Having the creative freedom to experiment is true in the context of how a fan will perceive the music but also how we perceive it. Part of your experience as a songwriter is getting feedback. That doesn’t necessarily inform the creative direction but it lets you know what people are finding appealing.

Ultimately, it’s up to us to decide what to do with that. Sometimes we’re still selfish and stubborn enough to know somebody likes something but still do what we want to do.

Back to streaming for a moment… with a full length album, the play counts tend to drop the deeper you get into an album, unless there’s a single later in the record. The EP is a way to keep songs at the top — a fan will get through three songs easily and there’s also replay value with that shorter offering. Is there a benefit for the rock and metal industry to shift toward this direction to play the streaming game?

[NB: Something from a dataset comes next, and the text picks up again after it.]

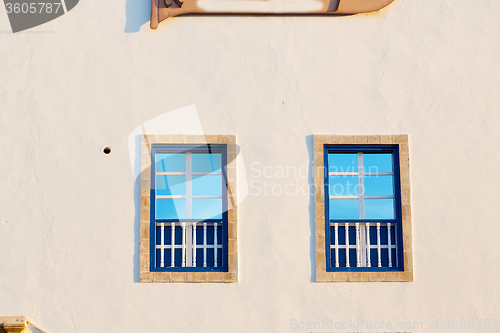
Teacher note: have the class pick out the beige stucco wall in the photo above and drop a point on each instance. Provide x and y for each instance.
(69, 246)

Looking at it that way, the ‘streaming game’ is just giving your fans music, which they find value in. It not only helps your career in terms of analytics and plays, but plays are people finding enjoyment out of art in a time where it’s as important as it’s ever been.

Rock and metal as a whole can learn a lot from the pop community in how the pop community interacts with digital media. You can create a song, upload it that night and your fans can have it immediately.

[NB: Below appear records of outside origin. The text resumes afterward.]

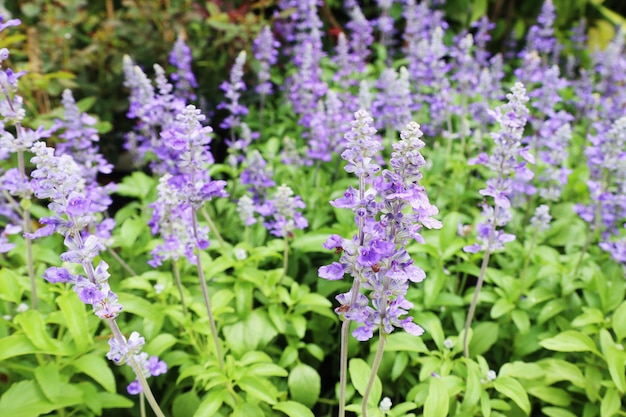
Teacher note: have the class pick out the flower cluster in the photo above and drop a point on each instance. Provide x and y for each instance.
(59, 179)
(130, 350)
(504, 162)
(232, 91)
(390, 210)
(181, 195)
(184, 79)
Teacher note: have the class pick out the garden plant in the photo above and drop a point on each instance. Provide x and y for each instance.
(385, 213)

We self-produced the EPs. You can make music in your bedroom like Billie Eilish. Music is only going to become more accessible. In the digital space, songs end up on certain playlists but you can rearrange your own playlists and put three of your favorite songs out of 10 from a new record, so we can just release three songs at a time.

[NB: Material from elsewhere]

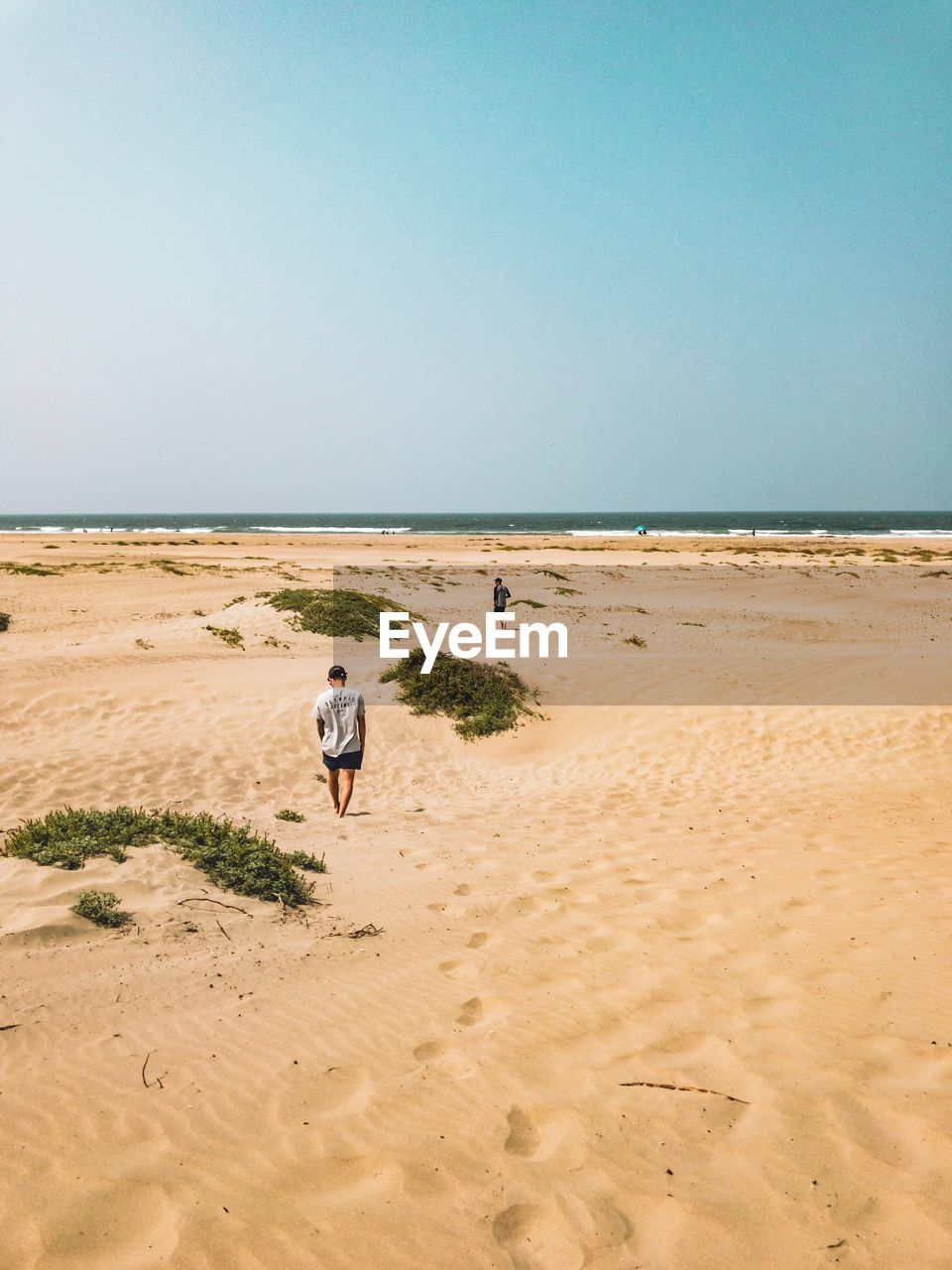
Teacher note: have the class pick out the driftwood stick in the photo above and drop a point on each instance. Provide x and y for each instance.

Of Mice & Men also entered a new digital realm with a Twitch partnership. How have you seen this space become more viable for musicians and not just gamers, which it was more well-known for?

It allows some of your biggest fans to understand what goes on behind the creation of music. It’s cool to be able to connect with those people, especially in a time such as the pandemic where human communication has taken a toll.

When I was in high school we used to go downtown and talk about new records and now that happens with the community on Twitch. My favorite thing is seeing everyone engage with one another. That chat is a place to hang out — it’s not just us interacting with people.

Obsolete, with the exception of vocals, was done almost entirely on stream.